Excertos do texto de Anselm Jappe, publicado no suplemento Actual, do Expresso de ontem:
A crise confronta-nos com o paradoxo fundador da sociedade capitalista: a produção dos bens e serviços não é para ela um objectivo, mas apenas um meio. O único objectivo é a multiplicação do dinheiro, é investir um euro para conseguir dois. Quando este mecanismo entra em falha, é toda a produção real que sofre e que pode mesmo bloquear completamente. Ficamos então como Tântalo que, pelos crimes que cometeu, foi condenado a uma fome e sede eternas, apesar de ter alimento e bebidas aparentemente à descrição.
Não existe nenhuma crise na produção em si, o que já não funciona é o interface que se coloca entre humanos e o que eles produzem: o dinheiro. Teremos armazéns cheios, mas sem clientes, fábricas em condições de funcionar perfeitamente, mas sem ninguém que nelas trabalhe, escolas onde os professores já não se apresentam, porque ficaram durante meses sem salário.

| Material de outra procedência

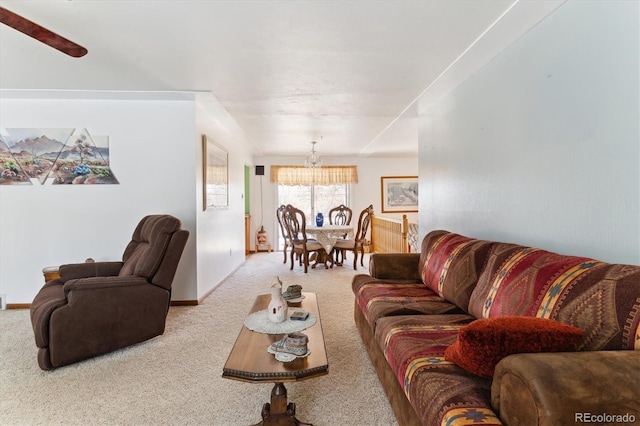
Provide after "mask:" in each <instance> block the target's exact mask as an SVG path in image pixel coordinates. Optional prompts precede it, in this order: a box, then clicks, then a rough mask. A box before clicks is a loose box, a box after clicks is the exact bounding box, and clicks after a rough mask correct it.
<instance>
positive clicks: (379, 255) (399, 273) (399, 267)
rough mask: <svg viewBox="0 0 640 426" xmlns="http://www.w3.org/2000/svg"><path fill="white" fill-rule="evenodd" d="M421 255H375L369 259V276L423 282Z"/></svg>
mask: <svg viewBox="0 0 640 426" xmlns="http://www.w3.org/2000/svg"><path fill="white" fill-rule="evenodd" d="M419 262H420V253H374V254H372V255H371V256H370V257H369V275H371V276H372V277H374V278H380V279H395V280H414V281H421V280H422V278H421V277H420V272H419V271H418V263H419Z"/></svg>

As misérias do mundo devem-se a uma espécie de feitiço que separa os homens dos seus produtos.
Só nas últimas décadas é que chegámos ao ponto de quase toda a manifestação da vida passar pelo dinheiro e este se te infiltrado até aos recantos ínfimos da existência individual e colectiva. Sem o dinheiro, que faz circular as coisas, somos como um corpo sem sangue.

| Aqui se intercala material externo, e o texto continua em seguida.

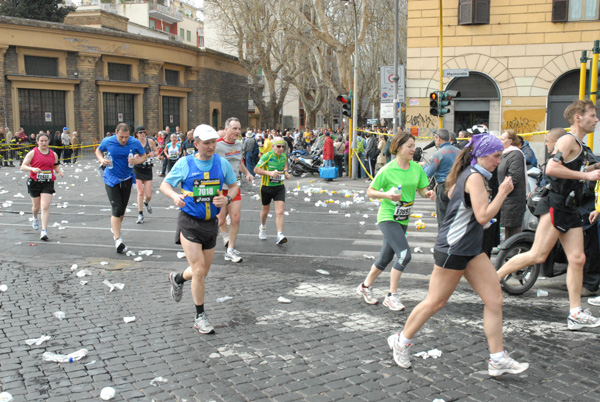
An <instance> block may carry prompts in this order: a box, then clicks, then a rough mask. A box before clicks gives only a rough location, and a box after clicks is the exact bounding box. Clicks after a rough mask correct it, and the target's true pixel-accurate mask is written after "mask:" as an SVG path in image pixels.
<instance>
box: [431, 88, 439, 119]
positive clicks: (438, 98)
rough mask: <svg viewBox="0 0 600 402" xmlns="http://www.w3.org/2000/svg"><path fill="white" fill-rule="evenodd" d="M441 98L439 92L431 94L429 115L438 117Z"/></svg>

Assistimos a uma desvalorização do dinheiro enquanto tal, à perda do seu papel, à obsolescência.
A substituição do trabalho vivo – a única fonte do valor que, sob a forma de dinheiro, é a finalidade única da produção capitalista – pelas tecnologias, que não criam valor, quase fez secar a fonte da produção de valor. O capitalismo, ao desenvolver, sob a pressão da concorrência, as tecnologias, serrou, a longo termo, o ramo em que estava sentado. A não rentabilidade do emprego de capital só pode ser mascarada com um recurso cada vez mais maciço ao crédito, que é um consumo antecipado dos ganhos esperados para o futuro.
Ninguém pode dizer honestamente que sabe como organizar a vida de dezenas de milhões de pessoas quando o dinheiro tiver perdido a sua função. Seria bom admitir, pelo menos, o problema. É talvez necessário prepararmo-nos para o pós-dinheiro como para o pós-petróleo.